MS Solitaire Collection is an MS Store App, so stats should be stored under here:

%USERPROFILE%\AppData\Local\Packages

Look for this folder there:
Microsoft.MicrosoftSolitaireCollection_8wekyb3d8bbwe

I don't know if this will work, but try copying that folder off the old PC, install MS Solitaire Collection on the new PC, then copy that folder to the same place on the new PC (%USERPROFILE%\AppData\Local\Packages), replacing what may already be there. I think that should move the stats over, run it on the new pc and see.

There is quite a bit of data in that folder, so something other than the stats could cause an issue when moved like this, I'm not sure. If so, on the new pc delete this folder and reinstall the game, then try just copying your profile which is in this folder under LocalState\Savegame\[Your Profile Name]


----------



## majnue (Jun 13, 2021)

thx. found the folder! thx.........it will be a few weeks before the new machine arrives, so I'll get back to this forum with the results............
again thx very much.

M


----------



## majnue (Jun 13, 2021)

Think I figured it out with all yer help: 
found the file on the old hard drive after getting a sata-to-usb3 docking box. copied the folder from
/users/me/AppData/Local/Packages/Microsoft.MicrosoftSolitaireCollection_8wekkyb3d8bbwe to the
machine (same location).

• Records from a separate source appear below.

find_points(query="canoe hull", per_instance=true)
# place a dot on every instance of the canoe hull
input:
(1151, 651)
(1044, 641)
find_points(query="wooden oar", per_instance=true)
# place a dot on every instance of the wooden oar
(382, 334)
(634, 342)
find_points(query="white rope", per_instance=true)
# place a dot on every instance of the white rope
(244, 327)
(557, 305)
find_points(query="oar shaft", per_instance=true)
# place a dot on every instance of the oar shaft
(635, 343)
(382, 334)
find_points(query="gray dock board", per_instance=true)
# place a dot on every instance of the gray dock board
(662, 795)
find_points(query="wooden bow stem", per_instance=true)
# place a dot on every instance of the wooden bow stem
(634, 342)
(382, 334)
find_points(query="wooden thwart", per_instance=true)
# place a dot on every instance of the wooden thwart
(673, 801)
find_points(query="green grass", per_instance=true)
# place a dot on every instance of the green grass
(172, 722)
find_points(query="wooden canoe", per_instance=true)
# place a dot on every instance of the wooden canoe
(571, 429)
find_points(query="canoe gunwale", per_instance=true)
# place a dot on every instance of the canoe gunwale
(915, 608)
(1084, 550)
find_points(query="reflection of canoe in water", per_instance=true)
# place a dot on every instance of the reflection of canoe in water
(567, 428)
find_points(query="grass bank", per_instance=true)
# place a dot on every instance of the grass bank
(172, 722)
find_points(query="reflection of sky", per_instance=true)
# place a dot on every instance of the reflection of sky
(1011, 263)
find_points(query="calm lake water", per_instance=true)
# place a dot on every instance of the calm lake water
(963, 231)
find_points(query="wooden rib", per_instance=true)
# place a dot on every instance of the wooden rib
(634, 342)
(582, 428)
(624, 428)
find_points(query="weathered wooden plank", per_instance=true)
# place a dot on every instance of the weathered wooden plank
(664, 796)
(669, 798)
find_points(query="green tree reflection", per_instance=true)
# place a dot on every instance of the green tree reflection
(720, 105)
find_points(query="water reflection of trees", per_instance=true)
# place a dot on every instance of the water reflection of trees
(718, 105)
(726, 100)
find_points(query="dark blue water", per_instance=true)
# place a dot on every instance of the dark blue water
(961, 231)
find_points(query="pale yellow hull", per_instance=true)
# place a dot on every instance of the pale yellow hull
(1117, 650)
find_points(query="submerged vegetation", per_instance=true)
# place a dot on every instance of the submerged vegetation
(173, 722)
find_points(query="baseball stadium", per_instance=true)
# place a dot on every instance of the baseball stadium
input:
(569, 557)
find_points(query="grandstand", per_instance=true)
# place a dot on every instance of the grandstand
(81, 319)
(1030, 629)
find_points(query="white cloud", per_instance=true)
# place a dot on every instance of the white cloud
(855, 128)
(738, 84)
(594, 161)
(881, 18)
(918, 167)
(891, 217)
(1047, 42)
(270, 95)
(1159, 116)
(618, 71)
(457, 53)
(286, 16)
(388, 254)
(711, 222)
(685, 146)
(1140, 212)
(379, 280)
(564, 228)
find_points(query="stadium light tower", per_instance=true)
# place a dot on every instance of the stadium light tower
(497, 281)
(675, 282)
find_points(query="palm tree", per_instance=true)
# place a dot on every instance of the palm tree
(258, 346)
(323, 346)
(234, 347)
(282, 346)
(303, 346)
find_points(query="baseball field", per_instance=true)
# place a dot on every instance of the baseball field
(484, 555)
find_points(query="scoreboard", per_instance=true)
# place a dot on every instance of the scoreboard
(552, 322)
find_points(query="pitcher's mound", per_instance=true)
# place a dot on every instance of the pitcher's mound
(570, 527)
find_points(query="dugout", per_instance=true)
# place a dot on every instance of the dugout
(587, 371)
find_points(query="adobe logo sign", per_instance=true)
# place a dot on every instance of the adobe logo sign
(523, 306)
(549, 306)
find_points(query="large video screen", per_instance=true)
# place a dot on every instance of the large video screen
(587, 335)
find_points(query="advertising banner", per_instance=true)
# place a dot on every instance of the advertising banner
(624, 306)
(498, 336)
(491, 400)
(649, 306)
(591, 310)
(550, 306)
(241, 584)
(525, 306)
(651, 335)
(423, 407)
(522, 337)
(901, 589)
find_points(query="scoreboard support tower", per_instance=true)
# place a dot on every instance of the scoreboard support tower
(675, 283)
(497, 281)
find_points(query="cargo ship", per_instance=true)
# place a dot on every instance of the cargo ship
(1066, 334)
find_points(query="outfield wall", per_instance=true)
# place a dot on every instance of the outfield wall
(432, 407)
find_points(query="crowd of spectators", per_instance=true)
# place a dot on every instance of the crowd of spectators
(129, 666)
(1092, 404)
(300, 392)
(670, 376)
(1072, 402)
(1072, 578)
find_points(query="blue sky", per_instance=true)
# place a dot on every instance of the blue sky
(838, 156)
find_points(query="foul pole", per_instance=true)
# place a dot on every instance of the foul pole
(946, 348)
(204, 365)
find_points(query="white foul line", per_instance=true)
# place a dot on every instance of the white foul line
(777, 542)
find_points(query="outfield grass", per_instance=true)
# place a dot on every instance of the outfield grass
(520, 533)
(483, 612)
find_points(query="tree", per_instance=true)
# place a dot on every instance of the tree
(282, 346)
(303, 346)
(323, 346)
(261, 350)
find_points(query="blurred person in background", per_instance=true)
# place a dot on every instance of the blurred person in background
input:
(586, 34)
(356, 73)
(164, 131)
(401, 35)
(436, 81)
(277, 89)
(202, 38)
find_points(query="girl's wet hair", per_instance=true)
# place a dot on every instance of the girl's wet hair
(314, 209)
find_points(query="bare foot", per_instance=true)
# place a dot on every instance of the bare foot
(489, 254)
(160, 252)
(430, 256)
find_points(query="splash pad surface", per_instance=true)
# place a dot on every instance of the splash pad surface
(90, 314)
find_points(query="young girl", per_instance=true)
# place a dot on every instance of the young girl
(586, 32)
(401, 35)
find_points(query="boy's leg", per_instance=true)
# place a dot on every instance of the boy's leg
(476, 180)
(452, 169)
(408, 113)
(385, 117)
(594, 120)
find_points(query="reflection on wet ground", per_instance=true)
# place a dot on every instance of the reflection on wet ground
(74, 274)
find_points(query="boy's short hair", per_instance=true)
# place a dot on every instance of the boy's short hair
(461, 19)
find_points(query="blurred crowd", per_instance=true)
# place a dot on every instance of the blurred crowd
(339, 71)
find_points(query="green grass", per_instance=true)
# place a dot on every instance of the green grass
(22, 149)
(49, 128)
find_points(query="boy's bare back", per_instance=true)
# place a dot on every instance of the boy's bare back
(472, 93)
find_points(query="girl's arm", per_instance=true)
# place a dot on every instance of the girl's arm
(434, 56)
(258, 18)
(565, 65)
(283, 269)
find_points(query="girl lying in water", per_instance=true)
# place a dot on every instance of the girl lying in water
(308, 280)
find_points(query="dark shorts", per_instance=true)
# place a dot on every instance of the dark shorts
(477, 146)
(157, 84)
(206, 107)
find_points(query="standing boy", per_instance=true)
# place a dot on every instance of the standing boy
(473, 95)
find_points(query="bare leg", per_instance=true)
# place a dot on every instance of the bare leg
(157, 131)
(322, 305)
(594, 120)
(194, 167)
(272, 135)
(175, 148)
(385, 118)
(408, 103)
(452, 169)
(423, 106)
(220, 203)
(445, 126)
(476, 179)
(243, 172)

This in itself wasn't enough...............turns out the new computer automatically
logs me into X-box..........

How do I stop my Xbox from automatically signing me in?
*Sign in* to *Xbox* Live. Select Settings, and then select Profile. Select *Sign-in* Preferences. Select *Auto Sign-in*, and then make the changes that you want.

after disabling the auto-sign in............got my old scores back!!!!!!!!










Finally fixed! thx to all


----------